Magical thinking: nuclear submarines and Australia’s Maginot Line of the imagination

Oct 4, 2021
Submarines US Australia Collins class.

The relationship between defence policy and the nuclear powered submarines has generated a lot of magical thinking.

Defence planning takes place at the intersection of threats, geography, time, and military capability. It deals pragmatically with reality. That is, which threats are credible, when will they emerge, and the relative strength of the forces during the planning period.

The consensus seems to be that over the coming decades the most demanding potential missions for the Australian Defence Force are to join a US coalition against China in East Asia, or to defend Australian sovereign territory, maritime or terrestrial, against Chinese aggression.

In an informative paper, Marcus Hellyer has produced a table based on current information showing that a nuclear submarine capability might not be fielded until well into the late-2050s. If so, nuclear submarines will play no role in Australia’s defence planning for a minimum of at least 35 to 40 years.

The putative strategic benefits the nuclear submarines might provide before then are imaginary.
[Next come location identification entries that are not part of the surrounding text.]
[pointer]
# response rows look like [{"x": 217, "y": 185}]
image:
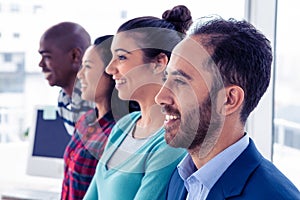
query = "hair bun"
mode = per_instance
[{"x": 180, "y": 17}]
By the late-2050s the strategic environment in East Asia will undoubtedly have shifted radically; whether in China’s or in the US’s favour is unknowable. So Australia’s eight submarines, maybe three deployable, are probably going to be of marginal relevance beyond 2050.

Even if by some miracle Australia was able to deploy two or three nuclear powered submarines on operations much earlier, say the mid-2040s, that still won’t meet Michael Keating’s criteria that “[T]he reason we need nuclear submarines is precisely because we must be able to defend Australia on our own”. Or that the nuclear powered submarine “would make any country think again about attacking us,” as he and Jon Stanford assert.

For the next three decades at least Australia simply won’t have a nuclear submarine capability. These interrelated ideas — that Australia could actually independently defend itself because of the addition of the nuclear submarines and that therefore China would be deterred — both suffer from the same faulty strategic thinking.

Of course China would think seriously about whether or not to use military force against Australia. Moreover, like any nation, if China’s motive was sufficiently important it still would act. That’s the strategically important point.

Keating’s notion that a nation can “deter possible aggression by [its] ability to impose heavy costs on the attacker” ignores the costs on the defender.

The costs of conflict are always relative and the very powerful states can absorb costs, when considered necessary, that are beyond smaller states. If, in the real world, China has sufficient reason to attack Australia to defend its interests, the asymmetry in the forces means that it would do so, even if the imaginary submarines magically materialised.

In addition, in military operations costs can be avoided or minimised by planning and superior tactical effectiveness, as well as by overwhelming force. Over the next several decades, China would have many other options than exposing its forces to the  limited number of nuclear submarines Australia could deploy, if Australia had them. Even if China were concerned, 30 years would give its planners plenty of time to plan and act well before Australia had a credible nuclear submarine capability.

But some costs are unavoidable in war and what is an acceptable cost is just a factor in the strategic calculation. The sheer asymmetry between the Chinese and Australian forces means, that in the absence of the US, China could accept costs that would prove catastrophic for Australia. That’s the definition of winning.

It is foolish to believe that China would launch an assault against Australian territory or assets just because they could and without a national interest being at stake. Although the prospect that they might undertake military action in a bilateral crisis is increased by their capacity to do so. It would be magical indeed to believe the Chinese would discount their chances of success because of nuclear submarines that don’t exist.

The magical thinking of the nuclear submarine advocates imbues the vessels with the mystical power that the French placed in the Maginot Line, even though they are only imaginary. Unlike the Maginot Line, because the submarines don’t exist, and won’t for decades, if ever, a potential aggressor doesn’t have the incentive to come up with tactical solutions in the same way as the Germans when confronted by French fortifications in 1940.

An East Asian war is less likely if the US withdraws, but then Australia could not be defended against a determined, committed, and unconstrained China, submarines or no submarines. Even Michael Keating thinks that “looking ahead another 20 years, it is doubtful whether the Americans will still be maintaining a presence off the coast of China”.

Doing the sums, Australia is likely to be facing China alone from 2040. On Hellyer’s analysis that is still twenty years away from a credible nuclear submarine capability. Unless the Americans are also indulging in magical thinking, they cannot be relying on the Australian submarines to contribute to a war for a long time. Logically, it is only the prospect access to Australian bases that is important to the US.

The incontrovertible fact is that submarines that don’t exist cannot either defend or deter. It is magical thinking to believe imaginary capabilities can be part of a real defence policy.